District 11: The Democrats ran former Galveston city council member Joseph Jaworski against Republican candidate Mike Jackson. The district encompasses the southeast Houston suburbs and part of Galveston County that has consistently voted for Republicans including George W. Bush in 2004, Governor Perry in 2002 and 2006, and U.S. Senator John Cornyn in 2002. Mike Jackson won that race with 56.48% of the vote.

District 17: The Incumbent Republican Kyle Janek announced he would be resigning from the State Senate effective June 2, 2008 to spend more time with his family, who had moved to Austin. A special election was called and was held concurrently with the general election. 4 Republicans and 2 Democrats ran for the unexpired term, most notably, the Republican Party's Joan Huffman, and Democratic former U.S. Representative Christopher Bell, the party's 2006 nominee for governor. Huffman and Bell advanced to a runoff, held December 16, 2008. Huffman won that race with 56% of the vote.

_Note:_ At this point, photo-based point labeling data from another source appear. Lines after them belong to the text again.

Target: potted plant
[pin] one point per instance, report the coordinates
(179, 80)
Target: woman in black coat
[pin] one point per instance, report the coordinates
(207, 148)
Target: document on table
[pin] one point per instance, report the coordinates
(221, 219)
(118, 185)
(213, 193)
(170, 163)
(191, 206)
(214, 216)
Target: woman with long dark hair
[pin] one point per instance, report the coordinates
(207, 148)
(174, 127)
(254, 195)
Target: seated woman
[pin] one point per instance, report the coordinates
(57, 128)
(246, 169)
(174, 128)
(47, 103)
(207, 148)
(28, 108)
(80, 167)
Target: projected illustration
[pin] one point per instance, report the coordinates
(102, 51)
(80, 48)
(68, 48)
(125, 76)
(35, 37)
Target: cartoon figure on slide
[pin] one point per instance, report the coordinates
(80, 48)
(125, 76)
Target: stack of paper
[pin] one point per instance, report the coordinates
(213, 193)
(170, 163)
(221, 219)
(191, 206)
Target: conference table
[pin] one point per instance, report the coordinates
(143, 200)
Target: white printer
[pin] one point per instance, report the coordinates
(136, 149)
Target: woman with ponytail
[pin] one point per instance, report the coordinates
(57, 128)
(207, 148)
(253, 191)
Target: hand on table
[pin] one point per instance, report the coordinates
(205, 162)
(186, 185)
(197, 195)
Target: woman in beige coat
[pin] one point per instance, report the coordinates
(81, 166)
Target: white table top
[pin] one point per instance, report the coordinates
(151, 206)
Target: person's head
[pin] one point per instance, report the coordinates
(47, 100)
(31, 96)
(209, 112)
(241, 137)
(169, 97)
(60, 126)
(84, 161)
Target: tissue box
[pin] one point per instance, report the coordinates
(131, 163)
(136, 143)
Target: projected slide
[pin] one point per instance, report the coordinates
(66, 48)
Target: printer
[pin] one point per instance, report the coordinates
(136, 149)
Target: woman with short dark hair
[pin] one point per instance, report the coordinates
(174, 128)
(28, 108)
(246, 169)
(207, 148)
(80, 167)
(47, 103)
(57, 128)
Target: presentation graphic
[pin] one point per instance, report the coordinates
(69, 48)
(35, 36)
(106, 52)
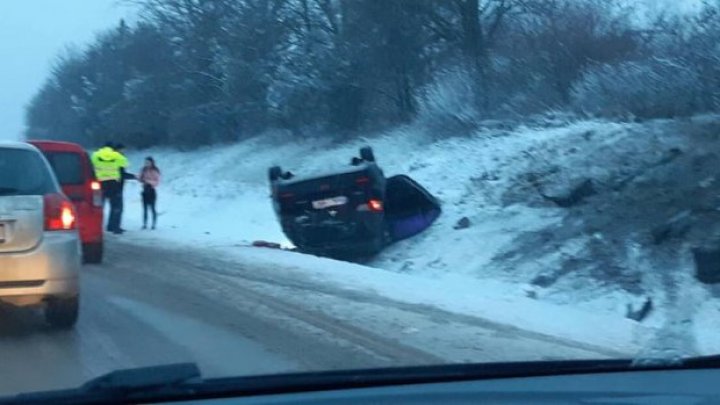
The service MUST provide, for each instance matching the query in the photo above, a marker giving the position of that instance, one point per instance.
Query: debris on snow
(641, 313)
(574, 196)
(707, 264)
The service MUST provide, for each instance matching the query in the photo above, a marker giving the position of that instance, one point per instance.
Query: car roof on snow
(328, 172)
(57, 146)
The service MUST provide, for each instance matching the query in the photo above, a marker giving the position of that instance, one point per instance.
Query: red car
(76, 175)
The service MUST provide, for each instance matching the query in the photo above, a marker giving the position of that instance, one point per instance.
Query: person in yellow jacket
(109, 166)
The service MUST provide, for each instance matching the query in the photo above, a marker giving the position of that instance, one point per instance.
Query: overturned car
(354, 211)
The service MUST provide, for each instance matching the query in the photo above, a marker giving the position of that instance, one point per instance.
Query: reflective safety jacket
(107, 163)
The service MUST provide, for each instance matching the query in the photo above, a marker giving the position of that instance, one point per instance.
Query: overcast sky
(32, 34)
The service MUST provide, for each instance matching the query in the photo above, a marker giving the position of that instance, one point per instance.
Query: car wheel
(367, 154)
(62, 313)
(93, 253)
(274, 173)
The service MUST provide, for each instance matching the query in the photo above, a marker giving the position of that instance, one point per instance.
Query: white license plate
(330, 202)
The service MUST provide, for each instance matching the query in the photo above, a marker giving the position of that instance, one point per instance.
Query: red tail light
(59, 213)
(375, 205)
(96, 190)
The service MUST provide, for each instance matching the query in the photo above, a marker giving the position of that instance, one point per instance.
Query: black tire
(93, 253)
(367, 154)
(274, 173)
(62, 313)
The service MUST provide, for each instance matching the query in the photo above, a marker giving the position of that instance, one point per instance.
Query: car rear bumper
(50, 270)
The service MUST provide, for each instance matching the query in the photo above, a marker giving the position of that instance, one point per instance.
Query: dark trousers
(111, 193)
(149, 196)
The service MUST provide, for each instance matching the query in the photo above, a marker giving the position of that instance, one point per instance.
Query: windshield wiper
(8, 190)
(122, 386)
(184, 382)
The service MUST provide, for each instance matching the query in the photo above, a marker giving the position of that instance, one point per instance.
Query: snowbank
(219, 198)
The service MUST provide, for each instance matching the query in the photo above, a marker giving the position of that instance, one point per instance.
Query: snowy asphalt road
(147, 306)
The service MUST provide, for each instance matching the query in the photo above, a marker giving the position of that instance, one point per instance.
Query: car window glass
(67, 166)
(23, 172)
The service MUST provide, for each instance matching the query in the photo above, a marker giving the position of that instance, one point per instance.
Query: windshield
(23, 172)
(313, 185)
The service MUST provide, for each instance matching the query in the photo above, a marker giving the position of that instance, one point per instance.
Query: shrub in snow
(655, 88)
(449, 104)
(203, 125)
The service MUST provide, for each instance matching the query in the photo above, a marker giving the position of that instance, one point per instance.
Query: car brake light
(96, 190)
(59, 213)
(375, 205)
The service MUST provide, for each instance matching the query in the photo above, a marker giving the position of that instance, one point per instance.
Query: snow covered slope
(521, 247)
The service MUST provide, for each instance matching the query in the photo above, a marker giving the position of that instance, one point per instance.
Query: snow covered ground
(218, 198)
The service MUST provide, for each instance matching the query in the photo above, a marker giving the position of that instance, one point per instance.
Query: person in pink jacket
(150, 179)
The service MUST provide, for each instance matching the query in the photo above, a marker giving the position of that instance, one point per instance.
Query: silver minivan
(40, 254)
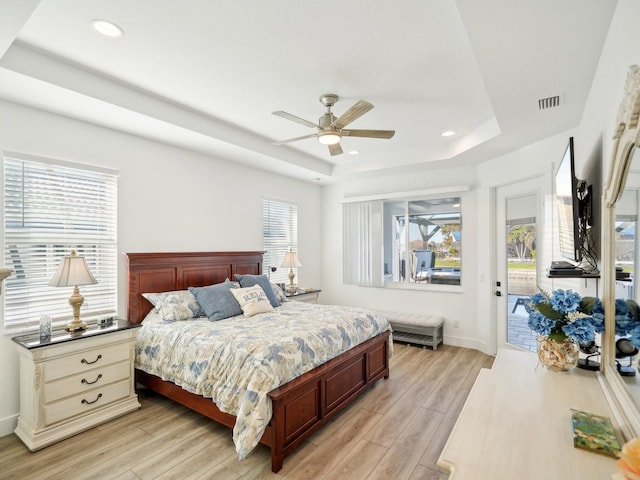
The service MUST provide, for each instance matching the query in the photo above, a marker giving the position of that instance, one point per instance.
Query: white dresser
(72, 382)
(516, 424)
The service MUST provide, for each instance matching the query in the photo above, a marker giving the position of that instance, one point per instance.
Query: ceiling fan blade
(293, 118)
(356, 111)
(282, 142)
(335, 149)
(369, 133)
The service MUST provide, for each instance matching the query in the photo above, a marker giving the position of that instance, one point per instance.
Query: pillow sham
(277, 291)
(217, 301)
(263, 281)
(252, 300)
(176, 305)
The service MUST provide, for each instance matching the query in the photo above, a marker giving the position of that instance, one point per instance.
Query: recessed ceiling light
(106, 28)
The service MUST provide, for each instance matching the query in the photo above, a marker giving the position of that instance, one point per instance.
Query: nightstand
(71, 382)
(304, 296)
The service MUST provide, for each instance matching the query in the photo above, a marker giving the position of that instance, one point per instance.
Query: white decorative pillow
(174, 306)
(252, 300)
(279, 293)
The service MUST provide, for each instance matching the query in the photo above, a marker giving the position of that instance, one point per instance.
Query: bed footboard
(303, 405)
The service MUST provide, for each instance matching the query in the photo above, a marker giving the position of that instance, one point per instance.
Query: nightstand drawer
(84, 381)
(86, 401)
(86, 360)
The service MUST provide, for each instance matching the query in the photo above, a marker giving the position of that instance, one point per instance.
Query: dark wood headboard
(165, 272)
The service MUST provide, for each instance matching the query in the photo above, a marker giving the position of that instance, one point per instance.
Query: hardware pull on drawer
(84, 380)
(84, 360)
(84, 400)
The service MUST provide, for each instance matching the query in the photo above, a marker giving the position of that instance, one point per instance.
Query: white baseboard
(467, 343)
(8, 425)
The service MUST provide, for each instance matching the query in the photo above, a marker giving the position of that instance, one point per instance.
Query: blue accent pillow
(217, 301)
(263, 281)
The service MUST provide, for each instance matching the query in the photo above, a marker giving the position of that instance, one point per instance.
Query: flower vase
(558, 355)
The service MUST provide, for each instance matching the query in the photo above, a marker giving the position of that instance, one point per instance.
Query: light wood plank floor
(394, 431)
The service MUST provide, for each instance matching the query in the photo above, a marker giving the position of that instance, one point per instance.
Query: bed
(299, 407)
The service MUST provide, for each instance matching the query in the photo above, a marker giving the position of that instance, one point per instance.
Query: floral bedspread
(237, 361)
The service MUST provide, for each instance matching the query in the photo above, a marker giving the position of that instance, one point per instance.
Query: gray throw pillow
(263, 281)
(217, 301)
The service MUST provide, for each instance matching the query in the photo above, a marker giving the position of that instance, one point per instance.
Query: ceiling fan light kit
(328, 138)
(330, 130)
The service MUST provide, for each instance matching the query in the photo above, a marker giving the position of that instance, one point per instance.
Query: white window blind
(50, 209)
(362, 243)
(279, 234)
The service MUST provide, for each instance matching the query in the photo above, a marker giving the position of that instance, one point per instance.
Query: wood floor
(395, 431)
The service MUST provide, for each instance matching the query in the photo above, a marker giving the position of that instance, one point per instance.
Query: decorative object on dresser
(291, 261)
(4, 273)
(594, 433)
(71, 382)
(72, 272)
(562, 321)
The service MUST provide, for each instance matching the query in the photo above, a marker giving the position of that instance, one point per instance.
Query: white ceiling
(206, 75)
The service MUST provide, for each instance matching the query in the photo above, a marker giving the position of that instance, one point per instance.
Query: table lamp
(73, 271)
(291, 261)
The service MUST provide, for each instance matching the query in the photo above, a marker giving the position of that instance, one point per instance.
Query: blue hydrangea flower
(541, 324)
(581, 330)
(634, 335)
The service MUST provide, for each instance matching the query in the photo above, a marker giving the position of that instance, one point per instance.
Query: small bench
(417, 328)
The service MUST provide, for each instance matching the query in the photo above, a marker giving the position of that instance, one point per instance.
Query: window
(51, 208)
(422, 241)
(402, 241)
(279, 234)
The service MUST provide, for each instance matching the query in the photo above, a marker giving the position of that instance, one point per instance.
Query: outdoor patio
(518, 333)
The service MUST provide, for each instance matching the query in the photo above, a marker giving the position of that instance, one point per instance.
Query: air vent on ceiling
(550, 102)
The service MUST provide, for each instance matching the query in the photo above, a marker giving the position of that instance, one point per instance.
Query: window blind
(279, 234)
(362, 243)
(49, 210)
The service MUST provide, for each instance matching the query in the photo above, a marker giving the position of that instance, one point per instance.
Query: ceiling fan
(330, 130)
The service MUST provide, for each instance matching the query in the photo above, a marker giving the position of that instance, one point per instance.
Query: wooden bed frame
(301, 406)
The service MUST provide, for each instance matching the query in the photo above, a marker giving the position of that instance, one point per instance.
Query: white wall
(474, 308)
(169, 200)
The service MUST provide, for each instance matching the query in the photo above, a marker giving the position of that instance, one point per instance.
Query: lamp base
(76, 326)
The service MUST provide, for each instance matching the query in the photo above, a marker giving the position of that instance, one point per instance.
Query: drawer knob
(84, 400)
(84, 360)
(84, 380)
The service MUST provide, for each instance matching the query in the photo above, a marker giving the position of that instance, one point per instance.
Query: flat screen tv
(569, 207)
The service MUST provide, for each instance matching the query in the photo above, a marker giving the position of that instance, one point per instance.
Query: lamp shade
(291, 260)
(72, 271)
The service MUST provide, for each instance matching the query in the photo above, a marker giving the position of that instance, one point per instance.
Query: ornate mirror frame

Texas's 17th state senate district special election
| Party |  | Candidate | Votes | % |
|---|---|---|---|---|
|  | Democratic | Christopher Bell | 85,725 | 38.39% |
|  | Republican | Joan Huffman | 58,359 | 26.14% |
|  | Democratic | Stephanie E. Simmons | 30,839 | 13.81% |
|  | Republican | Austen Furse | 22,588 | 10.12% |
|  | Republican | Ken Sherman | 16,728 | 7.49% |
|  | Republican | Grant Harpold | 9,056 | 4.06% |
| Total votes |  |  | 223,295 | 100.00% |

Texas's 17th state senate district special election runoff
| Party |  | Candidate | Votes | % |
|---|---|---|---|---|
|  | Republican | Joan Huffman | 24,497 | 56.09% |
|  | Democratic | Christopher Bell | 19,176 | 43.91% |
| Total votes |  |  | 43,673 | 100.00% |
|  | Republican hold |  |  |  |

District 21: Democratic candidate Judith Zaffirini prevailed in her historically Democratic state Senate seat, which includes Laredo. The seat was held from 1967 to 1973 by her mentor, Wayne Connally, a younger brother of John Connally. Republicans fielded former Webb County administrative judge Louis Henry Bruni (born 1949), who switched parties in December 2007 to run against Zaffirini. The district voted for George W. Bush in 2004 and Kay Bailey Hutchison in 2006 but for Democratic gubernatorial candidate Chris Bell in 2006.